The more things change, the more they stay the same

Miracle cures: Online conspiracy theories are creating a new age of unproven medical treatments

Part motel, part new-age clinic, the facility offers nightly rentals in rooms that come equipped with “BioHealers” –- canisters that the company claims exude “life force energy,” or biophotons. Testimonials from the company’s patients speak to the devices’ power to treat cancer, dementia, chronic pain and a long list of other ailments.
Deja vu.

Almost exactly a century ago (some kind of cosmic pattern?) one Dr. John Harvey Kellogg (yes, that Kellogg) established a health care enterprise in Battle Creek, Michigan — a "national holistic wellness destination" — attracting celebrities from around the world (and giving us, in the end, corn flakes).

As described by the History Channel…
[Kellogg] seemed willing to try anything to cure his patients’ ills, experimenting with countless treatments and inventing dozens of his own.
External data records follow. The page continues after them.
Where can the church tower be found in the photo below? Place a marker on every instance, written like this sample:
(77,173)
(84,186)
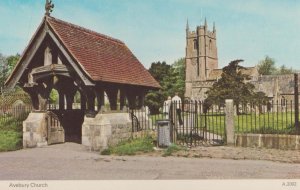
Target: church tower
(201,55)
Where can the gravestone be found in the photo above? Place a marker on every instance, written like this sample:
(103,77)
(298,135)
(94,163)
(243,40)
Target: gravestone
(18,109)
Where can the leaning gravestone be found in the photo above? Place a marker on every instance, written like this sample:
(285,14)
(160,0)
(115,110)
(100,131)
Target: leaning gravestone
(18,109)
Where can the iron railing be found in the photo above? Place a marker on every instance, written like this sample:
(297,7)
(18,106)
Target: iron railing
(267,118)
(191,123)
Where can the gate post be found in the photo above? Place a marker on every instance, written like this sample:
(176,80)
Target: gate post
(229,121)
(296,94)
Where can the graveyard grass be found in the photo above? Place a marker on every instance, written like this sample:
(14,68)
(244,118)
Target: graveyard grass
(131,147)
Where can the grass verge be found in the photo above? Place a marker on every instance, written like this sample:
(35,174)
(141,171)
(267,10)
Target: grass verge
(10,134)
(131,147)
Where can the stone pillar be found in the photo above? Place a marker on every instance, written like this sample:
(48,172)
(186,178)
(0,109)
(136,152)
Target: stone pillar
(100,98)
(70,99)
(141,99)
(91,100)
(82,101)
(112,94)
(61,101)
(229,120)
(122,99)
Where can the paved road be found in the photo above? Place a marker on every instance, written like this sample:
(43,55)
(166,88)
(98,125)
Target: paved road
(71,161)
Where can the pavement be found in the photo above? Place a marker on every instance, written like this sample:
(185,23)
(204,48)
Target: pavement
(70,161)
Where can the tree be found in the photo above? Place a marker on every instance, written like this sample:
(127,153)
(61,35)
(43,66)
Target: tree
(7,64)
(283,70)
(12,61)
(3,70)
(172,80)
(232,85)
(267,66)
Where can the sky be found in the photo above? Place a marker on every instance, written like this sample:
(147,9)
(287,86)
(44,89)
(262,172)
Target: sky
(154,30)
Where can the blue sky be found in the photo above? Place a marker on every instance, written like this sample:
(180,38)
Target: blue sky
(155,29)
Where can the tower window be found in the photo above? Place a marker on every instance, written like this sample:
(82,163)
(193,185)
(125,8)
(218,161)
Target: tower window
(195,44)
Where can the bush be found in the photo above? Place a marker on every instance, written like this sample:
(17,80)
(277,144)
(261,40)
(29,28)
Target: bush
(10,140)
(11,133)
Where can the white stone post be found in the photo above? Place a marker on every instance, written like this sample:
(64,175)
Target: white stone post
(229,121)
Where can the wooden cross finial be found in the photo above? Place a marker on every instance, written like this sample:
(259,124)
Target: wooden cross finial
(48,7)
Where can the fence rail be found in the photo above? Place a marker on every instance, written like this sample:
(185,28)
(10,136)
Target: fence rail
(270,118)
(13,116)
(191,123)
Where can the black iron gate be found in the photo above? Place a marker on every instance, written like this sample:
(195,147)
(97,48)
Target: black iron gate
(192,124)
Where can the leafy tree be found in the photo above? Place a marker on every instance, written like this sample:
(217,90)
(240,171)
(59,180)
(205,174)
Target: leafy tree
(172,80)
(232,85)
(267,66)
(283,70)
(3,71)
(7,64)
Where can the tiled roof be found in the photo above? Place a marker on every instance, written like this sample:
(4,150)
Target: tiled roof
(103,58)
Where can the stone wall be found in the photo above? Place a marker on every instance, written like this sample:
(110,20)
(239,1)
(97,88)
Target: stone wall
(35,130)
(106,129)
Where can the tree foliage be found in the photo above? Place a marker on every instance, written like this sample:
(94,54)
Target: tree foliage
(232,85)
(267,66)
(172,80)
(7,65)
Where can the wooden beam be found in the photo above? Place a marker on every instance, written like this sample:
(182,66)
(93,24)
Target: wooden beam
(28,56)
(82,75)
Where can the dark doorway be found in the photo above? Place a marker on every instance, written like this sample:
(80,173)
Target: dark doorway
(71,120)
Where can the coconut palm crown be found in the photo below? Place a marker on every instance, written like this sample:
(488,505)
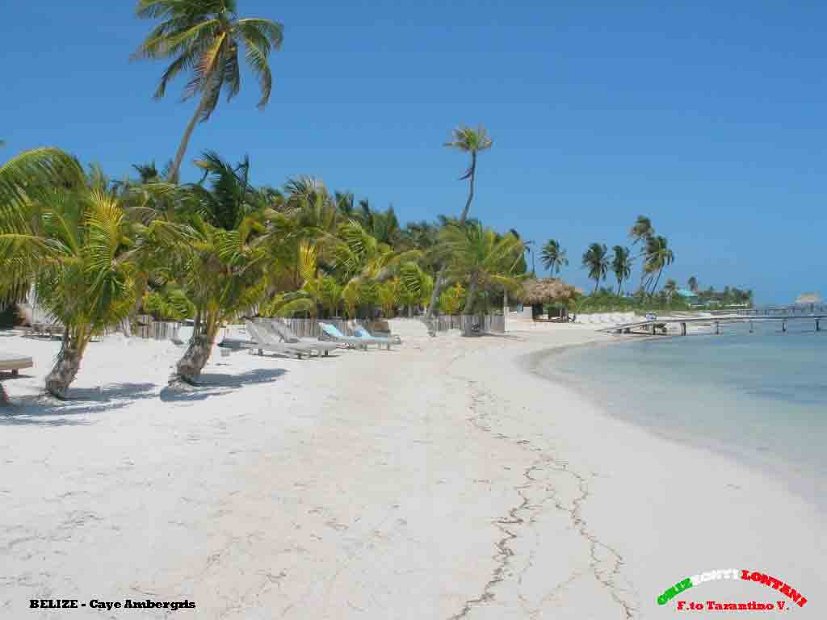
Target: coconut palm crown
(203,38)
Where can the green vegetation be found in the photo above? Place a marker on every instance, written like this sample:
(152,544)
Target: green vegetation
(203,39)
(97,253)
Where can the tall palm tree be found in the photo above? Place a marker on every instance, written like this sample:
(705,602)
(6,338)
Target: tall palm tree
(553,256)
(68,236)
(482,258)
(203,37)
(692,282)
(596,260)
(670,288)
(657,257)
(621,265)
(473,141)
(220,257)
(641,230)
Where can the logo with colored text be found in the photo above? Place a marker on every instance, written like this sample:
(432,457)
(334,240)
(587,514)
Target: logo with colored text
(677,593)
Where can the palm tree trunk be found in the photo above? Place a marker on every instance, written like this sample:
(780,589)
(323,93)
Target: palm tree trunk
(185,140)
(472,292)
(472,174)
(654,288)
(189,367)
(439,283)
(66,366)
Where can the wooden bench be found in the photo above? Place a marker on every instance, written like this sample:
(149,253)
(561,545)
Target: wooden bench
(13,362)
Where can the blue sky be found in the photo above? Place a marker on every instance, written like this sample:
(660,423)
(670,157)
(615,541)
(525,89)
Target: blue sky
(707,116)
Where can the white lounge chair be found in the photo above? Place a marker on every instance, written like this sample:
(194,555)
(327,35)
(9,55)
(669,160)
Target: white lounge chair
(263,341)
(332,332)
(282,331)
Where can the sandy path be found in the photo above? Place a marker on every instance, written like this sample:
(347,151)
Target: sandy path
(439,480)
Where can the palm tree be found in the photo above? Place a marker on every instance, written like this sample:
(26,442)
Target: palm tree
(596,260)
(473,141)
(470,140)
(641,230)
(692,282)
(202,37)
(657,257)
(553,256)
(621,265)
(68,236)
(670,287)
(481,257)
(219,259)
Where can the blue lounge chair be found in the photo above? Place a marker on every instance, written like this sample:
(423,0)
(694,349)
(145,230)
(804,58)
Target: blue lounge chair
(361,332)
(352,341)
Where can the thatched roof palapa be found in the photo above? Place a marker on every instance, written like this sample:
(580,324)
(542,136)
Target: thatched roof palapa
(547,291)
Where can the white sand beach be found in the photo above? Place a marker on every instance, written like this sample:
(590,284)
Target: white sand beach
(441,479)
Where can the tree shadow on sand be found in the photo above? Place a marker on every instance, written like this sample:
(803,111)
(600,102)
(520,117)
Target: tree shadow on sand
(216,384)
(43,410)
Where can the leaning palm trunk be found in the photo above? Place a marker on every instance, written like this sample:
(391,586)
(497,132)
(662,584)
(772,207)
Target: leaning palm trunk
(189,367)
(185,140)
(67,365)
(439,283)
(472,292)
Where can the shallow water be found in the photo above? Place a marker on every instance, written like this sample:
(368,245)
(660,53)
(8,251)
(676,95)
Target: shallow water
(759,397)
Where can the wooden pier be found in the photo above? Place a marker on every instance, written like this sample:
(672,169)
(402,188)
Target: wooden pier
(658,326)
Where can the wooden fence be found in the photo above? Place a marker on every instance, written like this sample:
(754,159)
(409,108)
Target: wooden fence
(471,323)
(309,328)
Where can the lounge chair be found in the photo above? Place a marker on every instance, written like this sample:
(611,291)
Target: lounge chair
(332,332)
(263,340)
(14,362)
(286,334)
(361,332)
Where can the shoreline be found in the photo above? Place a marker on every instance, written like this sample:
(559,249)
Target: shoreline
(438,480)
(779,469)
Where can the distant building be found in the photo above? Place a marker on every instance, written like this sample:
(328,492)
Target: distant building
(688,296)
(808,298)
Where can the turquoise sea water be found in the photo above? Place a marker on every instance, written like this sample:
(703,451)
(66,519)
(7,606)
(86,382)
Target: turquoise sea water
(761,398)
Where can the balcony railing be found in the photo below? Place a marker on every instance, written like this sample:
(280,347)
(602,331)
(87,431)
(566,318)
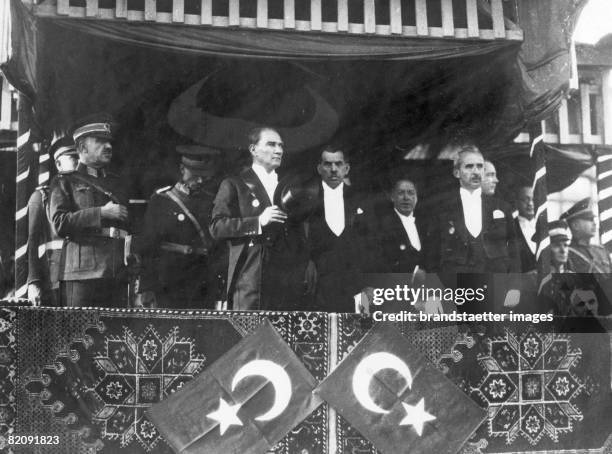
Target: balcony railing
(456,19)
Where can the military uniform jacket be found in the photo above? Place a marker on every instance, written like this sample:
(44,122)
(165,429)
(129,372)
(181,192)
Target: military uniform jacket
(588,259)
(44,245)
(448,239)
(165,222)
(76,215)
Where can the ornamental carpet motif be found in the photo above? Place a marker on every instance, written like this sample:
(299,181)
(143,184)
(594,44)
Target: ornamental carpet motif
(543,391)
(89,375)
Some of his ideas, particularly on nutrition and exercise, have proved remarkably prescient; others now seem goofy or even barbaric. Here are some of the latter. (Warning: This is going to get pretty gross.)
The Road to Wellville, a 1993 novel by T. Coraghessan Boyle, mentioned in the History Channel article, is a hilarious (and also gross) take on the whole affair, and worth a read. (It was also made into a movie currently showing on freevee.)